Gündem

Dağdan inenler ne iş yapacak?

Güngör Uras, teslim olan 34 PKK'lının ülke ekonomisine nasıl etkiler edeceğini köşesine taşıdı.

23 Ekim 2009 03:00

Mahmur Kampı ve Kandil'den gelen 34 PKK'lı geçtiğimiz günlerde Habur'dan girerek teslim oldu. Güngör Uras, teslim olan 34 PKK'lının ülke ekonomisine nasıl etki edeceğini köşesine taşıdı. Uras'ın Milliyet gazetesinde yayımlanan bugünkü (23.10.2009) yazısı:

Dağdan inmenin, yurtdışından ülkeye dönmenin, demokratik açılımın ekonomisini düşünen yok.

(1) Kısa sürede dağdan inenler, ülkeye dönenler ne iş yapacak? Geçimlerini nasıl sağlayacak? Yaşamlarını nasıl sürdürecek?
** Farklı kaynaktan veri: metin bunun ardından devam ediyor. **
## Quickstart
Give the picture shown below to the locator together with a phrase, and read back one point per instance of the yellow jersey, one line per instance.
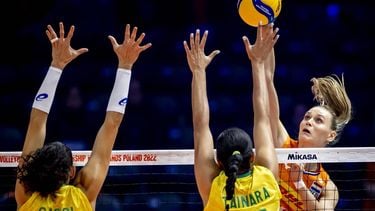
(255, 190)
(68, 198)
(315, 181)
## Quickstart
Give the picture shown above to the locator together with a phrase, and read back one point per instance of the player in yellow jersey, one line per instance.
(308, 186)
(238, 179)
(46, 177)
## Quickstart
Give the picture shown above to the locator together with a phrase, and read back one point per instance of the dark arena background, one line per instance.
(317, 38)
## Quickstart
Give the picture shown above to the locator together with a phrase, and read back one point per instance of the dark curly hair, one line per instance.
(46, 169)
(234, 149)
(2) Orta ve uzun dönemde Güneydoğu’da belli şehirlerde veya bölgenin bir bölümünde yönetim sorumluluğunu üstlenecek olanlar o şehirlerde ve bölgelerinde yaşayanların iş ve aş taleplerini nasıl karşılayacak?
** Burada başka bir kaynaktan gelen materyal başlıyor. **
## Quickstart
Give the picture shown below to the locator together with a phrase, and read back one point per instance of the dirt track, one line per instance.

Eğer demokratik açılım denilen paket uygulanabilir ve sonuç verirse çok şey değişecek.

-  Beğenilsin beğenilmesin, yeterli görülsün görülmesin, hükümetler bugüne kadar Güneydoğu’da Kürtlerin yönetim sorumluluğuna talip oldukları bölgeler için kalkındırma paketleri oluşturuyordu, önemli harcamalar yapıyordu.

Demokratik açılım paketindeki gelişmelerden sonra Güneydoğu’da yönetim sorumluluğunu üstlenecek olan Kürt yönetimleri nereden para bulabilecekler?
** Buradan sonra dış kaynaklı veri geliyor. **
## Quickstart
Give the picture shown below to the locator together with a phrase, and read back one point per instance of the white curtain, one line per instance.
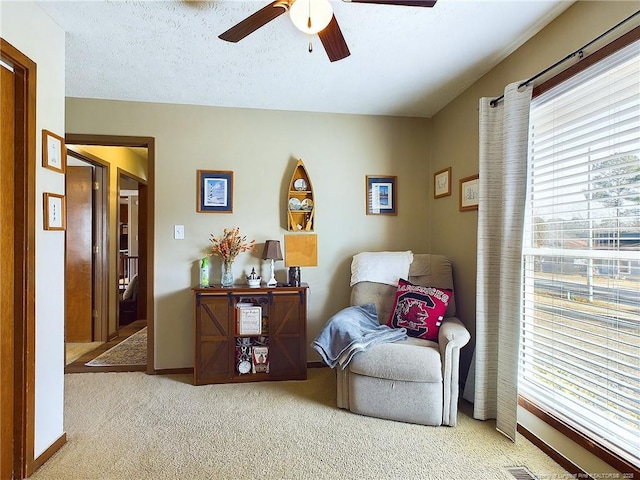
(504, 133)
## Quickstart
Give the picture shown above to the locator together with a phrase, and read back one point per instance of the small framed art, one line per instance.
(442, 183)
(53, 152)
(469, 190)
(381, 195)
(54, 212)
(215, 191)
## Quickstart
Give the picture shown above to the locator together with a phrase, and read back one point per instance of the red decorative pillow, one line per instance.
(419, 309)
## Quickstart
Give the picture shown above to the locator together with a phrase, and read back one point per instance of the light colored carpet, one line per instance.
(131, 351)
(137, 426)
(74, 351)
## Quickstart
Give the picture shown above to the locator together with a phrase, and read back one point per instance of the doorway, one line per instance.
(129, 245)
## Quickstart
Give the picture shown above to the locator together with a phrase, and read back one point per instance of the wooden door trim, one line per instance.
(146, 225)
(25, 71)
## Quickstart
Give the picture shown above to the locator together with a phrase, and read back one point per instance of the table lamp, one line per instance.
(272, 252)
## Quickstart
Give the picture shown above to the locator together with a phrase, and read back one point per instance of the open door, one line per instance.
(79, 257)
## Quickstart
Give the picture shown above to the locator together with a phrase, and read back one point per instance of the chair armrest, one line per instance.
(452, 336)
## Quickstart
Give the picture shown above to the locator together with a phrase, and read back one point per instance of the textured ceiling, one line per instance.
(405, 61)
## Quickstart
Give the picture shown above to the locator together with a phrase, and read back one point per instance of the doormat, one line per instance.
(132, 351)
-  PKK’nın dağlardaki kadroları ile yurtdışındaki kadroları, değişik kaynaklardan parasal destek görüyordu. Kadrolar bu parayla besleniyor, yiyor, içiyor, giyiniyor, savaşıyordu. Silahı bırakanlar, köylerine dönenler ne yiyecek, ne içecek, ne iş yapacak? Nereden para bulacak?

Parasız olmuyor

Demokrasi insanlara belli haklar tanır ama, belli sorumluluklar da yükler. Yönetim gücünün temeli paraya dayanır.

Mustafa Kemal Milli Mücadele’den sonra ne demişti? “Kılıçla zaferi kazandık. Şimdi orakla, çekiçle (tarımda ve imalat sanayiinde üretimle) zaferi korumak zorundayız” demişti.
PKK kadroları da uzun silahlı çatışma sonunda elde ettikleri ve “demokratik açılım” sonucu elde edecekleri hakları koruyabilmek için belli mesuliyetleri üstlenmek zorunda kalacaklardır. Bu ise Kürtlerin yönetim kadrolarının “Güneydoğu’da kendi kendilerine yetecek bir ekonomik yapıyı oluşturmak zorunluluğudur”.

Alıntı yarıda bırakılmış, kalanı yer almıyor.